I'm hoping to find an explicit construction for a sequence such that $\sum a_n = 0$ but $\sum \frac{a_n}{n} = \infty$, or a proof that one cannot exist. So far, I have a good idea of how we can increase the value of the sum up to infinity. For example, we could construct a sequence like this (a_n shown in red):
It stays constant for a while, and then that constant part is canceled by a large negative term. Because the flat part becomes smaller and smaller, the partial sums (shown in green) will eventually go to zero.

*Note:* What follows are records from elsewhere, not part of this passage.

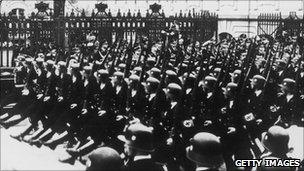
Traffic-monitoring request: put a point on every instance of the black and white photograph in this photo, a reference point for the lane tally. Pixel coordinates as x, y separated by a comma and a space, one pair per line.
152, 85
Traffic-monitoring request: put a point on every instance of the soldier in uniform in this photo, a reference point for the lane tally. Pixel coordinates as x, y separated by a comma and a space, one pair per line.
138, 148
275, 141
104, 159
258, 106
288, 107
121, 88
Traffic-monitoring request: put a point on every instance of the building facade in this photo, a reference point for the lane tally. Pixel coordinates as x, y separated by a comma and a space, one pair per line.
235, 16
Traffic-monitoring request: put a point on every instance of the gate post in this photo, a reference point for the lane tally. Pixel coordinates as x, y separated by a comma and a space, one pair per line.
59, 23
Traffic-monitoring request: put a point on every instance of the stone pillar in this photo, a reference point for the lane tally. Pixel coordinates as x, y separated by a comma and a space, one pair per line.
59, 23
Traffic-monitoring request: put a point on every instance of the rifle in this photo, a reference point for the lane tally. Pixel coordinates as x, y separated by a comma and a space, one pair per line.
108, 52
142, 74
129, 58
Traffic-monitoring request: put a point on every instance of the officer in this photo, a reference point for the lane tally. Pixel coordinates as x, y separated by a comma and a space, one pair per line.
288, 107
275, 141
104, 159
121, 88
258, 105
205, 152
136, 97
138, 148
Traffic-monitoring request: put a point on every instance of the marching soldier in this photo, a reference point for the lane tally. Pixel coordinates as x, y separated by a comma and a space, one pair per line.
288, 107
205, 151
138, 148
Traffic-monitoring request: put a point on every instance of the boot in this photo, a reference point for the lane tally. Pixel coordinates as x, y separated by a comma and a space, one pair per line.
71, 160
17, 137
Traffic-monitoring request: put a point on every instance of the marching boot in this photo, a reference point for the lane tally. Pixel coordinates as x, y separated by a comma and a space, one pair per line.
73, 152
71, 160
36, 143
17, 137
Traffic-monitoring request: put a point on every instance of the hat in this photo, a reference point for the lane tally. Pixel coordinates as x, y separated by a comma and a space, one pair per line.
288, 83
39, 60
75, 65
152, 80
258, 78
237, 71
50, 62
87, 68
104, 158
174, 86
217, 70
103, 72
231, 85
29, 60
281, 63
134, 77
139, 137
208, 81
276, 139
150, 59
205, 149
21, 58
154, 69
41, 55
62, 63
122, 65
118, 74
137, 69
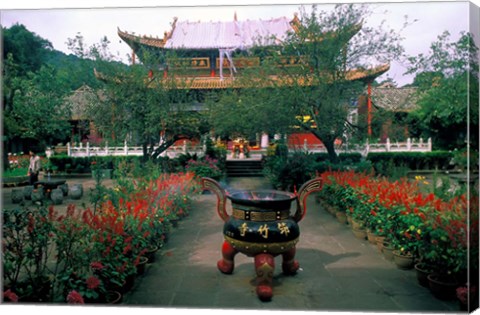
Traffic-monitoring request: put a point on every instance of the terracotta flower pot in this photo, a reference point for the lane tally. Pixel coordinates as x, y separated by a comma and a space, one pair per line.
17, 195
357, 224
341, 217
403, 260
387, 250
379, 241
360, 233
141, 265
422, 272
372, 237
443, 287
150, 254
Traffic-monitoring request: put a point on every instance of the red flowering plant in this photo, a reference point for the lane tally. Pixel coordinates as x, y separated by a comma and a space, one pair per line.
73, 246
27, 251
10, 296
74, 297
446, 243
206, 167
111, 246
89, 287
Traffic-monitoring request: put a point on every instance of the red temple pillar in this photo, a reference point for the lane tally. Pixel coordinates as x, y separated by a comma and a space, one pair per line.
369, 108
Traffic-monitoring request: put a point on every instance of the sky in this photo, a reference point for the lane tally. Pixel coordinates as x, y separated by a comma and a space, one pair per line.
57, 21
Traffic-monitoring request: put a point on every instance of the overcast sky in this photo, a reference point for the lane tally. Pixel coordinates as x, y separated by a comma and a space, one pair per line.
58, 21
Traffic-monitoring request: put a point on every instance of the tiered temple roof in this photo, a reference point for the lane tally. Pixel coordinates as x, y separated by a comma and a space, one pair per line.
217, 35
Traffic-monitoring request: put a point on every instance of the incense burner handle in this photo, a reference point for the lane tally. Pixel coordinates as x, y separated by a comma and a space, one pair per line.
214, 186
307, 188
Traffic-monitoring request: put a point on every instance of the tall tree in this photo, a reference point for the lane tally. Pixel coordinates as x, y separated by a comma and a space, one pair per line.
32, 93
136, 106
331, 50
447, 78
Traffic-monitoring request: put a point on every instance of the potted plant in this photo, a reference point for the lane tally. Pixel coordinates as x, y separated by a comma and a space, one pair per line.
27, 242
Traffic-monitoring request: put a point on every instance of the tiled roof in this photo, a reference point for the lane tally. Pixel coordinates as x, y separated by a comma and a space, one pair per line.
216, 35
395, 99
207, 83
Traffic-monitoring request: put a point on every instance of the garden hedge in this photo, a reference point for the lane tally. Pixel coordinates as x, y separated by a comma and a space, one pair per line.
412, 160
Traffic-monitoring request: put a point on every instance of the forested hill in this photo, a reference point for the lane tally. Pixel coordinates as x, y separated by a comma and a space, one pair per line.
29, 52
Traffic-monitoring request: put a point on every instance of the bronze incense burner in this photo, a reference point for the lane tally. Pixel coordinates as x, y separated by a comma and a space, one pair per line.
262, 227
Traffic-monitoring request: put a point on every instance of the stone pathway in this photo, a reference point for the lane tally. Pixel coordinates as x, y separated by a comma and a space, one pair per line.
338, 271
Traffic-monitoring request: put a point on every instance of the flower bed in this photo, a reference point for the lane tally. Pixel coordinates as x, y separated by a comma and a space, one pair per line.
440, 231
79, 256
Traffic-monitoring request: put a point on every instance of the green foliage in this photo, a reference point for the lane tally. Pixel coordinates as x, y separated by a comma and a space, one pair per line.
447, 78
385, 162
288, 173
27, 49
205, 167
18, 171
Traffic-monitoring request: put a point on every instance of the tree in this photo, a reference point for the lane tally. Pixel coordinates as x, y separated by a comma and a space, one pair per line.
131, 104
330, 49
153, 112
447, 80
32, 93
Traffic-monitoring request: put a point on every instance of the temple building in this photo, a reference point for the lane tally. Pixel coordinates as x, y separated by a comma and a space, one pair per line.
207, 56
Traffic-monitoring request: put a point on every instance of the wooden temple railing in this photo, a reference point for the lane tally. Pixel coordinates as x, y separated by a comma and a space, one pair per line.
411, 145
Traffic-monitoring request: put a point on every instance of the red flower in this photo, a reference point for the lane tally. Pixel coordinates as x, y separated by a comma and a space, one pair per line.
92, 282
75, 298
96, 265
10, 296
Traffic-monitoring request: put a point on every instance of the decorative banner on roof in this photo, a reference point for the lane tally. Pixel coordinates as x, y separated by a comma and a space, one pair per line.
228, 35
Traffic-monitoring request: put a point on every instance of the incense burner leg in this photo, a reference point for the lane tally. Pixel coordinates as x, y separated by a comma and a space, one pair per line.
289, 264
264, 267
227, 264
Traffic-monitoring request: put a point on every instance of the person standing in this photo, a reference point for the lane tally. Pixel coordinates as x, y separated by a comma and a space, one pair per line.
34, 167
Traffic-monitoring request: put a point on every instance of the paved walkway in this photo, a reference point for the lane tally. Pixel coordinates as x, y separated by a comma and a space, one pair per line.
338, 271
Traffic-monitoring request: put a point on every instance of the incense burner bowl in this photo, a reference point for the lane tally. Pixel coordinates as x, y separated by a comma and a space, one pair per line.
261, 226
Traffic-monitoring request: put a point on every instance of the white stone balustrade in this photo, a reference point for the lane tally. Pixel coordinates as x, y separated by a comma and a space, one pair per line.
411, 145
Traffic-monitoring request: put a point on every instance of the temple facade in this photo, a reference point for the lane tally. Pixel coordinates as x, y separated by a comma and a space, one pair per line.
207, 56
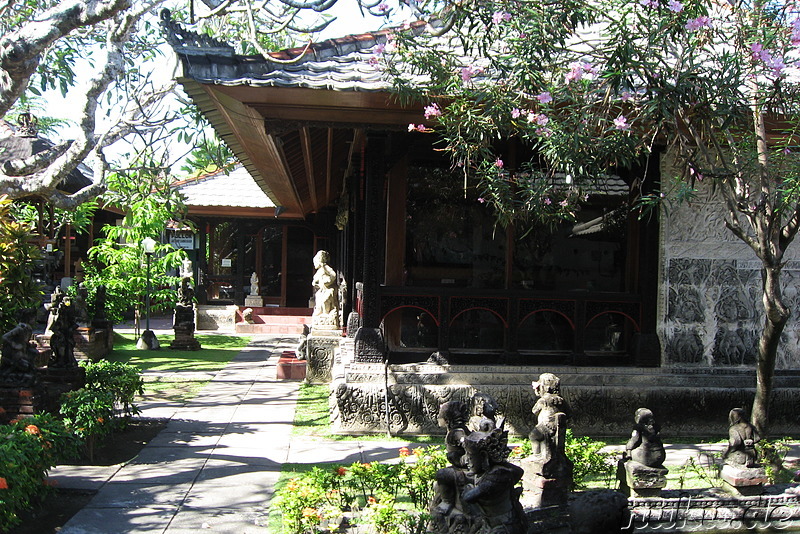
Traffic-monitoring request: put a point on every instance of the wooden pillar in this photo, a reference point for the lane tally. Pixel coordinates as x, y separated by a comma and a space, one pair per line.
284, 263
369, 343
397, 195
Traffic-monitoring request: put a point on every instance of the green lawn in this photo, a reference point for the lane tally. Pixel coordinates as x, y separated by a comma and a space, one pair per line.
216, 352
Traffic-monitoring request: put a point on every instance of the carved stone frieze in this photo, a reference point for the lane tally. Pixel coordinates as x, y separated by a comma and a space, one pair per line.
320, 355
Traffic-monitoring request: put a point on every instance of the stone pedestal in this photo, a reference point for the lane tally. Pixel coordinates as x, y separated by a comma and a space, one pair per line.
183, 324
254, 301
745, 481
290, 368
542, 490
320, 349
93, 343
370, 346
641, 480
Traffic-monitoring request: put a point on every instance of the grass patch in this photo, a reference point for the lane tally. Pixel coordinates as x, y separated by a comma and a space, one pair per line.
312, 419
217, 351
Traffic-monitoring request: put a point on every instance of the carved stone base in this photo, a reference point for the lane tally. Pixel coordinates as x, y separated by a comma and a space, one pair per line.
746, 481
93, 343
254, 301
370, 346
546, 485
148, 341
319, 357
643, 481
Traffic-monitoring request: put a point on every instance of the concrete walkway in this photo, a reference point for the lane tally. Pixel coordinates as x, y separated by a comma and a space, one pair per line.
214, 466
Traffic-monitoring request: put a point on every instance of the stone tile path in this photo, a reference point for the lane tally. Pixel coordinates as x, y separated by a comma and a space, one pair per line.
214, 466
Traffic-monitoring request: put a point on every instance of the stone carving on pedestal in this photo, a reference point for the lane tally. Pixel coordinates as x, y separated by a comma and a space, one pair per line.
254, 299
326, 294
484, 413
477, 493
62, 342
742, 474
641, 471
55, 301
326, 333
548, 471
183, 321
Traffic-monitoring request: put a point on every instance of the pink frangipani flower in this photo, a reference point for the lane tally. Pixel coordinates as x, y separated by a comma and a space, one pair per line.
432, 111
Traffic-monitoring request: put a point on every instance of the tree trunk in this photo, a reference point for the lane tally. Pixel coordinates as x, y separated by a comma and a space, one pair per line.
777, 314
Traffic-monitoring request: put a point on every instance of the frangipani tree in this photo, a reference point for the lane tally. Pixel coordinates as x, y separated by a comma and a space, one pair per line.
594, 86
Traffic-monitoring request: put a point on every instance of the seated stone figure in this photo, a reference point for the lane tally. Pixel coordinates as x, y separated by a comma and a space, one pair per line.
62, 342
641, 470
484, 413
18, 353
548, 471
645, 445
742, 439
742, 474
452, 416
487, 496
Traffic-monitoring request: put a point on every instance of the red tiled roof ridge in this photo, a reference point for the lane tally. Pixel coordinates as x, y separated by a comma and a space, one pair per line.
289, 54
206, 176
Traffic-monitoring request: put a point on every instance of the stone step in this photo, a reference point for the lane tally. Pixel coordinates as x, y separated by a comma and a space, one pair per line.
269, 328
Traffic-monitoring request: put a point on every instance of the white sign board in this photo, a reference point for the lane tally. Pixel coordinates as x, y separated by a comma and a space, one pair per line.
185, 242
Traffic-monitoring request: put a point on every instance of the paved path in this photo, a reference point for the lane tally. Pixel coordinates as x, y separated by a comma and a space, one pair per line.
214, 466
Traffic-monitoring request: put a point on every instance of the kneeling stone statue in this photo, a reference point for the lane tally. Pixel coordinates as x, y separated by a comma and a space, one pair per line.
641, 470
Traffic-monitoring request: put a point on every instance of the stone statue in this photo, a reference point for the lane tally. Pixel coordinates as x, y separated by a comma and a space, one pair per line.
453, 417
548, 471
52, 308
100, 319
484, 497
18, 353
484, 413
183, 316
326, 298
254, 285
742, 474
79, 305
742, 439
186, 268
641, 470
645, 445
62, 342
186, 292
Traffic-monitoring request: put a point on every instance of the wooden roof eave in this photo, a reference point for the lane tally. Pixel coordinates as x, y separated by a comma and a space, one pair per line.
242, 129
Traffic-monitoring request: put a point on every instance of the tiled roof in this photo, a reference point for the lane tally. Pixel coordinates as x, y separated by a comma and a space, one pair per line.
341, 64
237, 189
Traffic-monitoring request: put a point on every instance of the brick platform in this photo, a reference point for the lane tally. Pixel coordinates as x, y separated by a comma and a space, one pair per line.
290, 368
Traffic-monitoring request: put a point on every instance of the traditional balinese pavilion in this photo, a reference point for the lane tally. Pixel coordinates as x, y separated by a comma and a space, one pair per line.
429, 275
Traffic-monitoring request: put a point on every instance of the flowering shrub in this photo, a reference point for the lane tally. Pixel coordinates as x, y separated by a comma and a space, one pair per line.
89, 414
28, 448
393, 497
122, 380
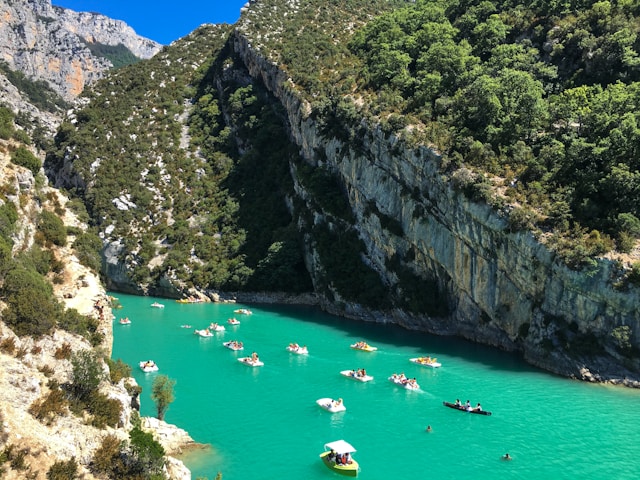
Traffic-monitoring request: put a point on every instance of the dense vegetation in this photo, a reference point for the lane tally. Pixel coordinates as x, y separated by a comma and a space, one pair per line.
532, 108
541, 99
26, 274
118, 55
187, 198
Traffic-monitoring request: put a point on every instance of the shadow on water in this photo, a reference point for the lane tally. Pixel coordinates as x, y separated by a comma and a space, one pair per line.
424, 343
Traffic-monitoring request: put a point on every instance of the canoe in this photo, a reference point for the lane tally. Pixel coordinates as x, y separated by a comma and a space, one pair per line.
364, 348
462, 409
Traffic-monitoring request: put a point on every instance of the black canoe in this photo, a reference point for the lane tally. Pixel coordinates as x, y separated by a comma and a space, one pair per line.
462, 409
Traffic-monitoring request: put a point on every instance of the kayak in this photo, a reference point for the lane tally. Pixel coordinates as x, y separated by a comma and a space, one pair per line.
462, 409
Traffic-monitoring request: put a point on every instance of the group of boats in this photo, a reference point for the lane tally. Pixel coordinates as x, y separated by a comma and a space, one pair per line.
457, 405
404, 382
338, 454
148, 366
297, 349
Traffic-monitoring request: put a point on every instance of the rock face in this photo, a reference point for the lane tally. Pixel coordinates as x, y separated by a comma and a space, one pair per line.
499, 288
50, 43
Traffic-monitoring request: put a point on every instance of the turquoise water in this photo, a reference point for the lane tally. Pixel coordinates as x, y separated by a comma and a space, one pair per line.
263, 423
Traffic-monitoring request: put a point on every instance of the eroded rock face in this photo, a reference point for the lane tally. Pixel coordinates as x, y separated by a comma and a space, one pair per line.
500, 288
50, 43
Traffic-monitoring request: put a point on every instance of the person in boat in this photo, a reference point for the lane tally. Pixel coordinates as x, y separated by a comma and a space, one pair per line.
332, 455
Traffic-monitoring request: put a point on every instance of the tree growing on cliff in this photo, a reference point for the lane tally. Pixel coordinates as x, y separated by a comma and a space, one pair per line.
162, 394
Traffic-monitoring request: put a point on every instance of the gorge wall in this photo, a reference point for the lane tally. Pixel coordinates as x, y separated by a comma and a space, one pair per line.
50, 43
502, 289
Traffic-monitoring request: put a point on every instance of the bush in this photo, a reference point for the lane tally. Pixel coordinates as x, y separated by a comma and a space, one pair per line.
147, 451
86, 374
162, 394
23, 157
8, 345
106, 411
108, 458
46, 409
88, 246
52, 228
74, 322
63, 352
118, 370
62, 470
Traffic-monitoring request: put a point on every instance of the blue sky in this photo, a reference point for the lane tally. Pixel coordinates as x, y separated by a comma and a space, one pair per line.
161, 20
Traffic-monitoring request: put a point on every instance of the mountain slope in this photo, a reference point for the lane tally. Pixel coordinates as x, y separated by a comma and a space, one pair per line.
57, 45
296, 153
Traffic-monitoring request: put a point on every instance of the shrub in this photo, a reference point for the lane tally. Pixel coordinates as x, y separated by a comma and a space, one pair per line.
46, 370
86, 374
106, 411
8, 345
63, 352
31, 307
87, 246
147, 451
74, 322
118, 370
108, 459
52, 228
62, 470
162, 394
46, 409
23, 157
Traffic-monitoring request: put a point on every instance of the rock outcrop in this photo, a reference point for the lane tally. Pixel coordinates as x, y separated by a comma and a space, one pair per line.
51, 43
499, 288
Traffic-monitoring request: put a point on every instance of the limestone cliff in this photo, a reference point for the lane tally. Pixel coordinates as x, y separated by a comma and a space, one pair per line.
51, 43
30, 366
500, 288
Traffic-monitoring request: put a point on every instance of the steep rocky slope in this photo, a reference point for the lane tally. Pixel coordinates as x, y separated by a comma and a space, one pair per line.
28, 365
52, 43
481, 281
435, 260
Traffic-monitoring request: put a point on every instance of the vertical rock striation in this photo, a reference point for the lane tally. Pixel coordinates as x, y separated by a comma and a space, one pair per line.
500, 288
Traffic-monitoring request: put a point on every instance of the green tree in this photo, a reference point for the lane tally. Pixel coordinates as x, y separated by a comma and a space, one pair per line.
86, 374
52, 228
23, 157
162, 394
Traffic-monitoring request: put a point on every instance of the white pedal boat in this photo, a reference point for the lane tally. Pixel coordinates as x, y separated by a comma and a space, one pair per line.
426, 362
234, 345
203, 333
148, 366
250, 362
356, 376
297, 349
404, 382
331, 405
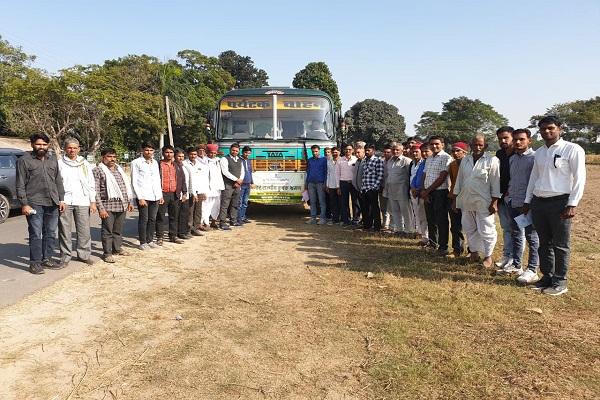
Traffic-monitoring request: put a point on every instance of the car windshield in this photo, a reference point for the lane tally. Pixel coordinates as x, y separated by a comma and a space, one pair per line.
8, 162
297, 118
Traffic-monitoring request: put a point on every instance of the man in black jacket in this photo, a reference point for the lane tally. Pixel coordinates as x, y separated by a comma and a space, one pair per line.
41, 193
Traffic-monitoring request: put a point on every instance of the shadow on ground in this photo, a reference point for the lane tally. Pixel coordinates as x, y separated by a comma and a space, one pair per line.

We now have that $\sum \frac{a_n}{n} > 0$, since the negative terms occur later, they will be smaller than the positive terms that occurred earlier. However, this method can only get something finite, more is needed to get the sum all the way to infinity.
Another thought is that we could rearrange the sum, but flipping the order in which the negative terms appear. For instance, here I reverse the order of every group of 5 negative terms, so that larger negative terms occur later (flipped shown in black)
I'm fairly certain this is still insufficent to get out an infinite value (mainly since the effect will be neglible on the tail, so the partial sums of $\sum \frac{a_n}{n}$ still converge). What's interesting, is that this rearrangement hasn't effected the value of the original sum, we still have $\sum a_n = 0$.
Now, I know that by the Reimann rearrangement theorem, there is some rearrangement $\sigma (n)$ such that $\sum a_n = 0$ but $\sum \frac{a_{\sigma(n)}}{\sigma(n)} = \infty$ if $\frac{a_n}{n}$ is conditionally convergent. But, what I'm truly curious about, is if there is some $a_n$ such that $\sum a_{n} = 0$ and $\sum \frac{a_{n}}{n} = \infty$ when we are forced to evaulate the sum without rearranging (so, we sum the n=1 term, then the n=2 term, then the n=3 term, etc.).
I'm thinking this is possible, perhaps by reversing a larger and larger amount of consecutive terms, up to infinity at the tail, and being careful about making sure the original sum still converges, though I don't have a good idea of one would actually do this correctly.
Best Answer
This is just a more detailed version of Christian Remling's comment. Define, for each positive integer $n$, the partial sum $$\displaystyle A(n) = \sum_{k \leq n} a_k.$$ By the definition of limits of series, it follows that $0 = \lim_{n \rightarrow \infty} A(n)$. By abuse of notation, we also denote by $A(x)$ to be $\sum_{k \leq x} a_k$ even when $x$ is not a positive integer. Then partial summation gives $$\displaystyle \left \lvert \sum_{n \leq x} \frac{a_n}{n} \right \rvert = \left \lvert \frac{1}{x} A(x) + \int_1^x \frac{1}{t^2} A(t) dt \right \rvert \leq \frac{|A(x)|}{x} + |A(x)| \left(1 - \frac{1}{x} \right) = |A(x)|,$$ which tends to $0$ as $x \rightarrow \infty$. Actually, we just need that the right hand side is bounded. This suffices for the proof.